Four-day workweek win-win for workers and bosses

Jessica Smellie is a Unifor Local 1285 activist

WORK 32 HOURS, GET PAID FOR 40. It’s every workers dream 4-day workweek. Employers are actually starting to like it too.

There is mounting evidence that a 4-day workweek without loss of pay, is a win-win for workers and employers.

Many unions like this idea. Unifor, for example, includes a 4-day workweek, with no loss in pay, as a key part of its Build Back Better program. However, the union makes it clear the 4-day workweek they are talking about is not a "compressed workweek" —a version of a 4-day workweek where 40 hours of work are jammed into four days of 10 hours each.

What Unifor favours, and what more and more employers are trying out, is a 4-day workweek where workers get paid for five 8-hour days—but only work four 8-hour days.

Fewer hours, same pay

In 2019 Microsoft Japan tried a one-month experiment: employees were asked to work a four-day week instead of their usual five, without a reduction in pay. In its trial Microsoft gave 2,300 employees a paid Friday off each week. The result was a 40 per cent rise in productivity and happier employees. It also led to workers taking less time off and a reduction in workspace costs.

“There’s a theory called the happy, productive worker hypothesis,” says Erica Carleton, an assistant professor of organizational behaviour at the University of Saskatchewan.

“The happier people are, the more productive they are. Increased happiness, increased well-being, just having people less stressed, they’ll be better at doing their jobs.”

Last year, researchers at the University of Reading in the U.K confirmed the benefits of a four-day work week, without loss of pay.

The researchers report that: "the benefits of a four-day working week, without loss of pay, can outweigh the cons for both businesses and staff. We surveyed 250  businesses that have already adopted the four-day working week and found that they were making savings of almost £92 billion (around 2% of total turnover) each year."

 And more than three quarters of staff working in that environment reported they were happier, less stressed and took fewer days off.

Fallacy of need for long workweeks

“The main fallacy on longer work week is to assume a linear relationship between the amount of time worked and the productivity of an employee,” says Thomas Roulet, a researcher on the University of Reading project.

“An employee can do more in four days than in five, if she/he is more focused, in better shape mentally and physically.”

He said it’s very likely that the COVID-19 crisis will accelerate the move to a shorter or more flexible work week, enabled by more people working remotely.

Laura Vanderkam, a time management expert says the worst kept secret in every office is that “when people are in the office for 40 hours, they almost never actually work for 40 hours.”

She said that employers should be fixating less on the hours and more on what their employees are getting done.

Challenges what ‘everybody knows’

John Trougakos, associate professor of organizational behaviour at the University of Toronto notes: “The idea that working less will lead to greater efficiency and productivity is counterintuitive for people and thus they are quick to reject the idea.

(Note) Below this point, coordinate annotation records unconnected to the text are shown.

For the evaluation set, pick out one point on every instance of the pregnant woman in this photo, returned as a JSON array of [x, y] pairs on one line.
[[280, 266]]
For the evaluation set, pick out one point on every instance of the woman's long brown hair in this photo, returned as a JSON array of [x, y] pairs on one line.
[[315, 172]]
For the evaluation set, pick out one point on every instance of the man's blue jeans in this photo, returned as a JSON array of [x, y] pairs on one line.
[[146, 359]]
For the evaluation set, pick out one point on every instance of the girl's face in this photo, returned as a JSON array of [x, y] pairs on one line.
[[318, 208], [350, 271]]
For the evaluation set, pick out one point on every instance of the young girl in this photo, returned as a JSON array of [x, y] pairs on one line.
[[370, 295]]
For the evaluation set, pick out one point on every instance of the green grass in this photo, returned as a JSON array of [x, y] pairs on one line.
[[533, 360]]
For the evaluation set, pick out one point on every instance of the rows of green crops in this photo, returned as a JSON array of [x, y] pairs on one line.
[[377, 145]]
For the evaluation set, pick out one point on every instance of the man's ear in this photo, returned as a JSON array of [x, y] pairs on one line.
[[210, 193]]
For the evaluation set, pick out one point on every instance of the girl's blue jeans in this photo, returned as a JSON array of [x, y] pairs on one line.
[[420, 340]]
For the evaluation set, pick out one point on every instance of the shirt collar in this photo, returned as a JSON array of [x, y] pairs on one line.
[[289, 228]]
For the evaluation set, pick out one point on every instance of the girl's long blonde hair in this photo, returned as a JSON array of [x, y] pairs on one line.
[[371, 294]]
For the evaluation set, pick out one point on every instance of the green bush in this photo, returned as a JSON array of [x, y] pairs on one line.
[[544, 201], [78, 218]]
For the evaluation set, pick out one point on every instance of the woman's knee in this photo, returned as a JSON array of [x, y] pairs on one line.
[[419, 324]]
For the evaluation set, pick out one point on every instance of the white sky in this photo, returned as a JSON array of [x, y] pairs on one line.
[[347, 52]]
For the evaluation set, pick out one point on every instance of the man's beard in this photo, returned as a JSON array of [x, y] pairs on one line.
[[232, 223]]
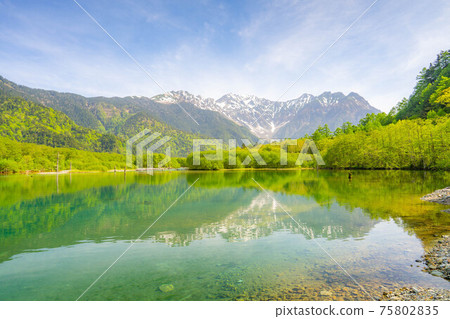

“Yet, data shows that the most productive people are the ones who actually work less and rest more. But when they are working they are doing it with more energy, efficiency and they make less mistakes because they are more mentally alert and energized.”

As the pandemic continues to shake up how we work and where we work the idea of a 4-day workweek becomes less and less out of the question. The Labour Party in England included the 4-day workweek in its official election platform in 2019.

40% could get 4-day week

“The potential for a shorter workweek may not apply to all industries, but data shows that at least 40 per cent of jobs would be able to adopt this and helping 40 per cent of workers is better than none,” says Trougakos.

Trougakos also found that only 17 per cent of Canadians want to go back to work the way they did before lockdown began.

According to a recent Angus Reid poll, 47 per cent of Canadians say they would prefer a 30-hour work week over a 40-hour one. If that is not an option, 68 per cent say they would prefer to work four 10-hour shifts in a week rather than five eight-hour segments.

Unifor pushes for better work/life balance

Unifor, the largest private sector union in Canada, has made the 4-day workweek a key element in its #BuildBackBetter campaign. The Covid pandemic only makes  the need for a better work/life balance more urgent, says the union.

The union also offers a warning: “It’s important to be clear about what kind of four-day workweek we’re pushing for, and what kind of changes will lead to better work life balance.

“We must reduce hours overall, not simply compress the same number of hours into a more stressful workday. And this must be done while ensuring that workers do not get hit with a pay cut.”